To-night when Falkner came back with Margaret for supper, this note of perfect domesticity was at its best. Mr. Short had gone to the cellar for a bottle of cider wine in honor of the guest from Panama, and his wife rustled in black silk. She had made a marvellous cake that sat proudly on the sideboard, looking down on the feast. The blacksmith carved the hot meat, and in his gentle voice talked to the stranger.

"You must have found it hard work when the snow got soft on the hills. As I felt the sun coming down warm, I said to myself, 'Those shoes will seem as big as cart-wheels to him.'… You were up by Belton's? There's big timber in there still, back on the mountain, where they found it too hard to get out. You come across a great log now and then that looks like a fallen giant…. But I remember on my father's farm, twenty miles from here in the back country, when I was a boy"—

He held the carving-knife suspended above the steak, lost in the vista of years. These anecdotal attacks worried his wife, who feared for her hot food; but the others encouraged him.

—"there were trees lying on the ground in the pasture rotting, that must have been five feet through at the butt end. I used to sit atop of them and think how big they would have been standing up with their tops waving…. Yes, wood was cheap in those days."…

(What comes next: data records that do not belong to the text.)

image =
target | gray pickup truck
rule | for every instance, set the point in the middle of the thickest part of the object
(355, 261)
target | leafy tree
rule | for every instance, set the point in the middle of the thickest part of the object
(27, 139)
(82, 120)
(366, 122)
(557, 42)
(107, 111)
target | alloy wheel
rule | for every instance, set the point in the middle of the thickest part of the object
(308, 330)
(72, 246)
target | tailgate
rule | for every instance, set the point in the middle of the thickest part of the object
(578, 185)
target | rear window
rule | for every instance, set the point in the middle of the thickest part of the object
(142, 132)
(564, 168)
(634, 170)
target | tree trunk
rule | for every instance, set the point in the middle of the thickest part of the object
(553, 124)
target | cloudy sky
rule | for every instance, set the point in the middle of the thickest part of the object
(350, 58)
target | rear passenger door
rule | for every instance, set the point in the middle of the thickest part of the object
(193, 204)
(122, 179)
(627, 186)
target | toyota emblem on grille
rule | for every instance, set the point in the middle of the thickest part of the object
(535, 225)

Isabelle, as she watched Margaret and Falkner, was puzzled. Margaret in her rose-colored tea-gown was like a glowing coal, but Falkner seemed glum and listless. "Tired, poor man!" Mrs. Short thought, and the blacksmith had full scope for his memories. But gradually Falkner became interested and asked questions. As a boy he had lived in the country, and in the atmosphere of the Shorts the warm memories of those days revived, and he talked of his own country up in the "big timber" of Michigan. Margaret, resting her head on her hands, watched his eager eyes. She knew, so well, what was in his mind below his memories. 'These good people have all this! these simple people, just the plain, elementary, ordinary things of life,—a peaceful shelter, warmth, comfort, happiness. And we, she and I, might have this and so much more,—a thousand interests and ecstasies, but we who are still young must live on in cheerless separation, missing all this—and for what?'

She read it in his eyes. She knew the man-nature, how it develops when middle life comes,—the desire for home, for the settled and ordered spot, the accustomed shelter. When the zest of the wandering days no longer thrills, the adventurous and experimenting impulse is spent, that is what man, even a passionate lover, craves to find in a woman,—peace and the ordered life. And she could give it to this man, who had never had it,—companionship and comradeship as well, and make an inner spot of peace where the man might withdraw from the fighting world. Oh, she knew how to fit his life like a spirit! …

When Falkner rose to leave, Margaret slipped on a long coat, saying:—

"I will show you the way to the Inn; you would never find it alone!"